Logging & Monitoring System

From print statements to production observability: Designing the ELK/EFK stack, Structured Logging, and Sidecar Collectors.

The Logging Pipeline (ELK/EFK)

Logs must be shipped off the server immediately. They are ephemeral on the node but permanent in the archive.

App
(STDOUT)
Collector
(Fluentd/Filebeat)
Buffer
(Kafka/Redis)
Indexer
(Elasticsearch)
UI
(Kibana)

*The "Buffer" layer is optional but recommended for high-volume systems to handle backpressure.

Start with Structured Logging

Do NOT log plain text strings. Log **JSON**. Machines cannot parse "Error: User 123 failed". They can parse `{"level":"error", "user_id":123}`.

❌ Bad (Unstructured)
[2023-10-05 10:00:01] ERROR Payment failed for user 555. Reason: Timeout.
✅ Good (JSON/Structured)
{ "timestamp": "2023-10-05T10:00:01Z", "level": "ERROR", "event": "payment_failed", "user_id": 555, "reason": "timeout", "service": "billing-service" }
# Python Implementation (Structlog)
import structlog

log = structlog.get_logger()

# This produces JSON automatically
log.error("payment_failed", 
          user_id=555, 
          reason="timeout", 
          amount=99.00)

Collection Patterns: DaemonSet vs Sidecar

Pattern Description Pros Cons
DaemonSet (Node Agent) One collector (e.g., Fluent Bit) per Node. Reads all container logs from `/var/log`. Resource efficient (1 agent per node). Hard to customize parsing per app.
Sidecar Dedicated collector container inside each Pod. Full isolation. Custom parsing logic per app. High resource usage (N agents).

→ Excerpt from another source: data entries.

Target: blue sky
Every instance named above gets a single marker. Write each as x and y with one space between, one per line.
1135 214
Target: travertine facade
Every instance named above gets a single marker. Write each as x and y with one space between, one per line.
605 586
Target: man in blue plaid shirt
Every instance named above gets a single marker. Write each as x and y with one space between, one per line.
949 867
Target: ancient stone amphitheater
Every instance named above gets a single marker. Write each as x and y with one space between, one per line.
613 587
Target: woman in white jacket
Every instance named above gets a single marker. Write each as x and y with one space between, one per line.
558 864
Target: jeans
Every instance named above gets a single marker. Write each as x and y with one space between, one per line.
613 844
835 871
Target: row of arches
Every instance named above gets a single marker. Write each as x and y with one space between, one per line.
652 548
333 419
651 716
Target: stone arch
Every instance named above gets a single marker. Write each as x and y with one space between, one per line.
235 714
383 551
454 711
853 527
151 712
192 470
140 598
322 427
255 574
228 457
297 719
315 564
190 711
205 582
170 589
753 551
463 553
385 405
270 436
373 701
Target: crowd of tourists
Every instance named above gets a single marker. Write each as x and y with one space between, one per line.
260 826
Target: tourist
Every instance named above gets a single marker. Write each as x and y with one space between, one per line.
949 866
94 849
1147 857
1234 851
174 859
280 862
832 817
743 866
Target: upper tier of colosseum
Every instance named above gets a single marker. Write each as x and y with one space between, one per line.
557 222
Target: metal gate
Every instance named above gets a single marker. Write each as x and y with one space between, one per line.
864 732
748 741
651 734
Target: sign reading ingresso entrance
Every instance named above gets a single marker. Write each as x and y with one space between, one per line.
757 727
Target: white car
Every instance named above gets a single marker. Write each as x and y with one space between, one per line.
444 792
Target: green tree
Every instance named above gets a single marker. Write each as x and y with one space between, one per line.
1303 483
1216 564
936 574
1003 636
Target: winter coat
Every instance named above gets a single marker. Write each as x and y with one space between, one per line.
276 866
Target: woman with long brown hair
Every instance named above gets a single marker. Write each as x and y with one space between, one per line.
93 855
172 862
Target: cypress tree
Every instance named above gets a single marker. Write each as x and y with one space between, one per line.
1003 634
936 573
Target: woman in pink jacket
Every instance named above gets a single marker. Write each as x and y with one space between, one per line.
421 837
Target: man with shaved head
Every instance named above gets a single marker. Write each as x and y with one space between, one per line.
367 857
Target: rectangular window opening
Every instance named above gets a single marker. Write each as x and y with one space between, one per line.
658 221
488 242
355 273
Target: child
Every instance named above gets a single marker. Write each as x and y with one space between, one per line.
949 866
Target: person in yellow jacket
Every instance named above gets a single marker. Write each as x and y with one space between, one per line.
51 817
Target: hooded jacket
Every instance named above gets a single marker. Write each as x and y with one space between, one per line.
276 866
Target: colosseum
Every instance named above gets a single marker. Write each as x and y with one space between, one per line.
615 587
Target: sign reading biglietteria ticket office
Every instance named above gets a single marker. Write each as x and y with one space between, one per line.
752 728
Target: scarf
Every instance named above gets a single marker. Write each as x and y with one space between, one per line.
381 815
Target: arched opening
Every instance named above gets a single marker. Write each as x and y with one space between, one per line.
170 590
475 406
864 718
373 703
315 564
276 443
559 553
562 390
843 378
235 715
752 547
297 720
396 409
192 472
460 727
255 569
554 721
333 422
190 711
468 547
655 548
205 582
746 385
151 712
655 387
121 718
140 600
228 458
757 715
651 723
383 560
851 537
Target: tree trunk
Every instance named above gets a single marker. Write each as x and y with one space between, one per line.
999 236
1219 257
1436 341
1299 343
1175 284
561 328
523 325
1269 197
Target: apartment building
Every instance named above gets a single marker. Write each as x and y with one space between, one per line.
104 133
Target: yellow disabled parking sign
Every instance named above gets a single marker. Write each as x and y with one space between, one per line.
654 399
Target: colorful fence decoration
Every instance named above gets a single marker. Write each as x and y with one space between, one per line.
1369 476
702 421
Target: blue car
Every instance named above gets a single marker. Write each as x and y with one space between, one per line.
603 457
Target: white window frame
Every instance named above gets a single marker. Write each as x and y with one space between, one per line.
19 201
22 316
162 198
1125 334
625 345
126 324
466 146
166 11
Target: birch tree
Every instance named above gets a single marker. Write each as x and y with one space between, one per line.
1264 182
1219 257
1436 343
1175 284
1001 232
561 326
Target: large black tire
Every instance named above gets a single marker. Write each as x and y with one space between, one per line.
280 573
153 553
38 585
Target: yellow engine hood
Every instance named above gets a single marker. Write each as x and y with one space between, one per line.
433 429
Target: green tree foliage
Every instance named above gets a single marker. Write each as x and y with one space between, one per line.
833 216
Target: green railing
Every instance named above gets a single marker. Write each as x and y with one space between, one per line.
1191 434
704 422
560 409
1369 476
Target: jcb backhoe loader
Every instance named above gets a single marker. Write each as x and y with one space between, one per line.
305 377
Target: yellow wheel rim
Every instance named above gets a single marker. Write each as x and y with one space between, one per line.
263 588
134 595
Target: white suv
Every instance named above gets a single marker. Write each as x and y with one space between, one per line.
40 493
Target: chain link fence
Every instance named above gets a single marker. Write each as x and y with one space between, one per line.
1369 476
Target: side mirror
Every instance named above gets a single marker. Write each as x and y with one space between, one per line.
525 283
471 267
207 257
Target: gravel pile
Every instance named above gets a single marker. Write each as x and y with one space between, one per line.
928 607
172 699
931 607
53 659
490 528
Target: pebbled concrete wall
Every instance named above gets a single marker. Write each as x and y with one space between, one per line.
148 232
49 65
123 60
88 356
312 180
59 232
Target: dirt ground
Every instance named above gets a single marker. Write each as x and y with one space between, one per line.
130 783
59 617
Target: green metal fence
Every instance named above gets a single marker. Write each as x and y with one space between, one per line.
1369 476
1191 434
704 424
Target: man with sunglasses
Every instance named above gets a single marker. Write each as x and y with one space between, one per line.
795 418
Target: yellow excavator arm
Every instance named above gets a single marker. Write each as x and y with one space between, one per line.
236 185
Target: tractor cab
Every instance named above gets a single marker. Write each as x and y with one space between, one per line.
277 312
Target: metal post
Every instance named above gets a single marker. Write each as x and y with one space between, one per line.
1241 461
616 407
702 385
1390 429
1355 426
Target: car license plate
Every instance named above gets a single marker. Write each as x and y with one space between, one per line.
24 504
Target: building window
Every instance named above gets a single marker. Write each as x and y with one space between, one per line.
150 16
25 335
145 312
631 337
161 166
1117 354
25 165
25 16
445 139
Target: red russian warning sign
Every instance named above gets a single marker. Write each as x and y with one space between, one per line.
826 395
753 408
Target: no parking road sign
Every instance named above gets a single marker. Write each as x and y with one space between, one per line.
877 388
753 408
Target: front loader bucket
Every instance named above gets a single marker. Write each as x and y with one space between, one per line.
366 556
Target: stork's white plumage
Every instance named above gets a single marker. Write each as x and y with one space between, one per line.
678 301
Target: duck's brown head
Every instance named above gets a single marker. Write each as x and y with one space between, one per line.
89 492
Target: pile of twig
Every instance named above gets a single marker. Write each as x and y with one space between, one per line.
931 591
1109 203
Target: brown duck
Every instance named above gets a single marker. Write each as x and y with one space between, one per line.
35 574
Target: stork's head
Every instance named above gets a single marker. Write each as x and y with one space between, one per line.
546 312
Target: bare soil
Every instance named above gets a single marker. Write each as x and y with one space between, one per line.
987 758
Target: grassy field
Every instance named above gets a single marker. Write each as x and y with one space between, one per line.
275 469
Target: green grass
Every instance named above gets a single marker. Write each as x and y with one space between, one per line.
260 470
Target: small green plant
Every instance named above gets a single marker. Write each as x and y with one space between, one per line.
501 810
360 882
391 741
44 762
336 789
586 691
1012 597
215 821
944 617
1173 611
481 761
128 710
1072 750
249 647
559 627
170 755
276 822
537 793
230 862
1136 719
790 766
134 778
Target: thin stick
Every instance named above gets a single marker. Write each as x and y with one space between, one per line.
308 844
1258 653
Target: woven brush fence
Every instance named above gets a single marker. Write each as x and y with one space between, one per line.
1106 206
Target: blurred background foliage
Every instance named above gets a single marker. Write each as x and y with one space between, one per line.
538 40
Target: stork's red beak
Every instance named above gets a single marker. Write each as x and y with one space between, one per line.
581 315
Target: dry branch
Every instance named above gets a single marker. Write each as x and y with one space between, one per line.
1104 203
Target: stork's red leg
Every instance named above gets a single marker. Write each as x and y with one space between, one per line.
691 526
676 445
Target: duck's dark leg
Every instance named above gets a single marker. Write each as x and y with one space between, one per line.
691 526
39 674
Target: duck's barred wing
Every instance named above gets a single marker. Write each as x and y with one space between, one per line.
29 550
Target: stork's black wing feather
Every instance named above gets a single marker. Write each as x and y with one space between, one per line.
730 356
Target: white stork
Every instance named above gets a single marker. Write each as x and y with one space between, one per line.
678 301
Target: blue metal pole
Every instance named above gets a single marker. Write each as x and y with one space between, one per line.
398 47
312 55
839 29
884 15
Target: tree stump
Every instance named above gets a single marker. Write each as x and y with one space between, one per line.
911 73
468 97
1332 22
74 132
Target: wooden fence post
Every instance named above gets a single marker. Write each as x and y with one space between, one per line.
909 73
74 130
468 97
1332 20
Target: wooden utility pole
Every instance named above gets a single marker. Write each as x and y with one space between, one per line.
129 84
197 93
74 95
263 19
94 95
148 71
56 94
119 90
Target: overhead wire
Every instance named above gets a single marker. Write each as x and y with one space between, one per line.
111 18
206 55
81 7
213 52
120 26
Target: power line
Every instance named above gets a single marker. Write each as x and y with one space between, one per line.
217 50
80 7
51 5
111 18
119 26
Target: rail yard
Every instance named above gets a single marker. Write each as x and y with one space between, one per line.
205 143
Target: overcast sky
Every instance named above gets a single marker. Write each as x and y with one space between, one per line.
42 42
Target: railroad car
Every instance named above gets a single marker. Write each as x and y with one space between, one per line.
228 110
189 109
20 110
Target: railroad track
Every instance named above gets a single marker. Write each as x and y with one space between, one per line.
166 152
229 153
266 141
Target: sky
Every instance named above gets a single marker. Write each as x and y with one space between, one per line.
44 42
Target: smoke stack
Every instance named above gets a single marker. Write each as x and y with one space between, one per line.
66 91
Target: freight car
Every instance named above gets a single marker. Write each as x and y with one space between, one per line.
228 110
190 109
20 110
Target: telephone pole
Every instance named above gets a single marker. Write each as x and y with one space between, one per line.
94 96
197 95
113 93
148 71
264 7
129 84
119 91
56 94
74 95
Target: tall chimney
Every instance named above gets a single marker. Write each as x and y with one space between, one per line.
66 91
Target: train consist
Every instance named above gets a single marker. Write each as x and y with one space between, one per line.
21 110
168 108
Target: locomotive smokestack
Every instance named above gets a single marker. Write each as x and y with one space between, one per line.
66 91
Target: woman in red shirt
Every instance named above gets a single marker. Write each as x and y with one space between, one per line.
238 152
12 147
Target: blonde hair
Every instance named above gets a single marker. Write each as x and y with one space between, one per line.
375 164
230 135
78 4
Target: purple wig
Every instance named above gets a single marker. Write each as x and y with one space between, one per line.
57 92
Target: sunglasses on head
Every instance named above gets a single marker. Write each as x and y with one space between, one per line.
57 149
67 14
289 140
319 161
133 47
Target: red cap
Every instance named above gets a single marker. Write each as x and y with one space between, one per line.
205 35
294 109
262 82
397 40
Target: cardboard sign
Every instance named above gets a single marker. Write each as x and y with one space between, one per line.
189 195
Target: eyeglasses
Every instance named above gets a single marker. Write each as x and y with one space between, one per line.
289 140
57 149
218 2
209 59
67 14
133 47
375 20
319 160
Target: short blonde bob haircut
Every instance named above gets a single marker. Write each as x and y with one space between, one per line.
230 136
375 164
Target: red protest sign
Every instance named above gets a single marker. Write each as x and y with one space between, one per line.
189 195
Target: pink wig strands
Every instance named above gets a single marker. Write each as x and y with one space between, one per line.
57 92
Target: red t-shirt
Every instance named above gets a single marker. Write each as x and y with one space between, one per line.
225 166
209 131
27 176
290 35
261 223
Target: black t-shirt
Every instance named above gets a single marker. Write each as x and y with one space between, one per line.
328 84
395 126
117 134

The 3 Long Pillars of Observability

📜 Logs

Discrete events. "What happened?"
(e.g., Error stacktrace)

📈 Metrics

Aggregatable numbers. "Is it healthy?"
(e.g., CPU, Req/sec)

🧭 Traces

Request journey. "Where is the latency?"
(e.g., Span across microservices)

Summary

  • ELK Stack: Elastic (Store), Logstash (Process), Kibana (View). The industry standard.
  • Format: Always use JSON structured logging to enable powerful querying (e.g., `user_id:555`).
  • Context: Using Correlation IDs (Trace IDs) is the only way to debug microservices.